1. Uma espera que não é fuga
Isaías lembra-nos que esperar não é arrastarmo-nos pelo mal, mas atravessarmos o sofrimento com esperança. O Advento não é tempo de ilusões, mas de vigilância: tempo de acreditar que, mesmo nas lutas e sombras, Deus vem. A alegria não nasce da ausência de problemas, mas da certeza de que Ele está próximo. A alegria vive da esperança derramada nos corações, onde não se deixa a força do mal ganhar a força definitiva.
2. João Batista diante de Jesus
No Evangelho, João Batista envia discípulos a perguntar: “És Tu Aquele que há de vir?” João, o grande profeta da conversão, sente-se provocado, até surpreendido, por Jesus. A imagem que João tinha de Deus talvez fosse mais marcada pelo juízo, pela força, até por uma certa urgência de purificação.

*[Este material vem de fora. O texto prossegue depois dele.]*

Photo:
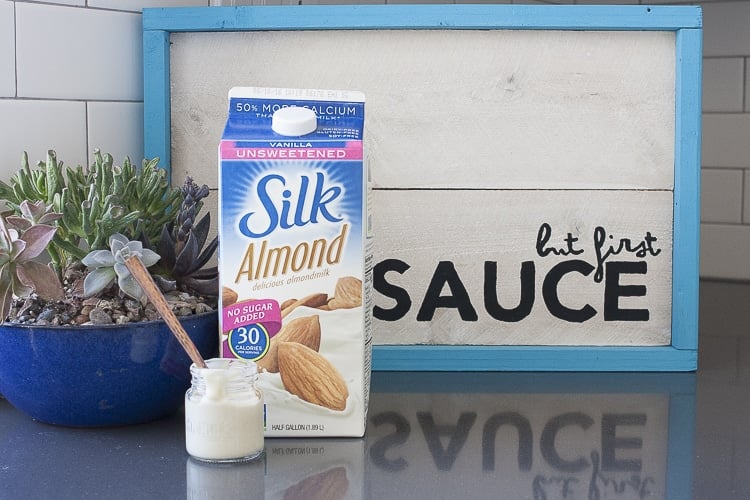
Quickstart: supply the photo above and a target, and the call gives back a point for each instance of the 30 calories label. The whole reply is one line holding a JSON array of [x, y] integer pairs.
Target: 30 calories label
[[249, 326]]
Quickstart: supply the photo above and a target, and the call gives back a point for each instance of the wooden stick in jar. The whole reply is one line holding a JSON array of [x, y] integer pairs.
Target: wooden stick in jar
[[142, 276]]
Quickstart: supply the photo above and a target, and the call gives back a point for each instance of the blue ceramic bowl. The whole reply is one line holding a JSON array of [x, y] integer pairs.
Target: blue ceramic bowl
[[93, 376]]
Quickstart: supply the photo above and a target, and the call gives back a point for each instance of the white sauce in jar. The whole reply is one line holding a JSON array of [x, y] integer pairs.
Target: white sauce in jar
[[224, 412]]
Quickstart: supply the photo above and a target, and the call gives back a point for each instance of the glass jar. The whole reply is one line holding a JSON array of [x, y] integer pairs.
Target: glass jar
[[224, 412]]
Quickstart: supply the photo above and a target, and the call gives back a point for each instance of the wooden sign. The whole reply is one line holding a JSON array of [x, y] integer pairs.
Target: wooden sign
[[535, 168]]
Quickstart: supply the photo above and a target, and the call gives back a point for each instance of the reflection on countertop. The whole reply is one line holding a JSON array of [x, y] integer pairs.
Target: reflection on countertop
[[534, 436]]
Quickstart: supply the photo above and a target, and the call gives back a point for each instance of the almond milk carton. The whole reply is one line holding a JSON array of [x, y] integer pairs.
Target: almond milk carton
[[295, 256]]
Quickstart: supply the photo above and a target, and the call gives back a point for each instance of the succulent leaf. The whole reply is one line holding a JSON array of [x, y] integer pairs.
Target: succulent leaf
[[97, 280]]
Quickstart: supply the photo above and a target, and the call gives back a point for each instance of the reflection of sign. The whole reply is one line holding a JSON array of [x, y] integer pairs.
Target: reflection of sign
[[545, 445], [538, 444], [498, 123]]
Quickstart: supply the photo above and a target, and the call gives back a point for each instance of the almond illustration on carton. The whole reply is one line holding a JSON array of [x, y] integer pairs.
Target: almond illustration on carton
[[311, 377], [348, 293], [304, 330]]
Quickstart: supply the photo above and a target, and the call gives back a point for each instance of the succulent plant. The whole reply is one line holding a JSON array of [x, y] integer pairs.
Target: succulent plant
[[89, 221], [106, 265], [96, 202], [22, 239], [181, 245]]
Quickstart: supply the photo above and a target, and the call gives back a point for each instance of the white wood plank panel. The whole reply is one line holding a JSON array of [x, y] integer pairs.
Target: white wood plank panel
[[464, 229], [455, 108]]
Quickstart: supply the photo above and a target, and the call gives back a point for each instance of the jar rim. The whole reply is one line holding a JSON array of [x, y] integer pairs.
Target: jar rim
[[233, 364]]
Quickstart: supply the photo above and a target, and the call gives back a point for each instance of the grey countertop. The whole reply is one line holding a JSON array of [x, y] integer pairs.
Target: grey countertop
[[678, 436]]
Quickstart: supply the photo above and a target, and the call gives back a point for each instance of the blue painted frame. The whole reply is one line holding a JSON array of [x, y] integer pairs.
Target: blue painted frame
[[685, 21]]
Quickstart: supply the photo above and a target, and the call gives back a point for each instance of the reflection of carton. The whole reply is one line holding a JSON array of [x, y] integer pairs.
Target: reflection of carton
[[307, 470], [296, 255]]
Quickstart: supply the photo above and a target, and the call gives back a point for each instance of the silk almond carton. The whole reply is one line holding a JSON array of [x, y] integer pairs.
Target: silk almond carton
[[295, 257]]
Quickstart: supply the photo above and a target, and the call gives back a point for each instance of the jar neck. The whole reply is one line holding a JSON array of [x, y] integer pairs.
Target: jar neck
[[224, 378]]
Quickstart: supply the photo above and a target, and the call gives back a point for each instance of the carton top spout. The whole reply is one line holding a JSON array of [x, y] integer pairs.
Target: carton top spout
[[294, 121]]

Mas Jesus responde mostrando as suas obras:
– os cegos veem,
– os coxos andam,
– os pobres recebem a Boa-Nova.
João Batista profetiza que o mal destrói, mas Jesus traz um acrescento: o Reino de Deus não chega com violência, mas com misericórdia. Não se impõe, mas cura. Não destrói, mas restaura.
Até João Batista — o maior entre os nascidos de mulher — precisa de ser evangelizado. Precisa de deixar que Jesus lhe purifique a imagem de Deus.
3. O rosto de Deus é misericórdia
Jesus revela que a justiça de Deus não é vingança. É fidelidade ao amor. É o desejo profundo de salvar. É uma justiça que reergue, que recupera, que dá nova vida. Por isso, a resposta de Jesus às dúvidas de João não é um discurso, mas gestos concretos de misericórdia.
E aqui está o ponto essencial para nós hoje: justiça e misericórdia não se opõem em Deus. São dois modos do mesmo amor.
Este Evangelho deixa-nos uma pergunta importante: que imagem temos nós de Deus?
– Será um Deus “bonacheirão”, que tudo desculpa sem levar a sério a verdade da vida?
– Ou um Deus “mandão”, que vigia, controla e castiga?
Estas imagens, muitas vezes herdadas, são insuficientes e precisam de conversão. Todos nós precisamos de crescer na verdadeira imagem de Deus, aquela que Jesus nos revela: um Deus de misericórdia e amor incondicional, que não desiste de ninguém, que julga salvando e salva curando. Trazemos em nós muitas imagens de Deus, mas algumas têm pouco a ver com o rosto de Deus que é Jesus Cristo, que reza e se confia a Deus, que perdoa e resgata e que dá a vida pela humanidade.
Que este Domingo da alegria nos ajude a deixar que Cristo purifique também em nós a imagem de Deus, para que possamos acolher o seu amor com confiança e transmiti-lo com autenticidade.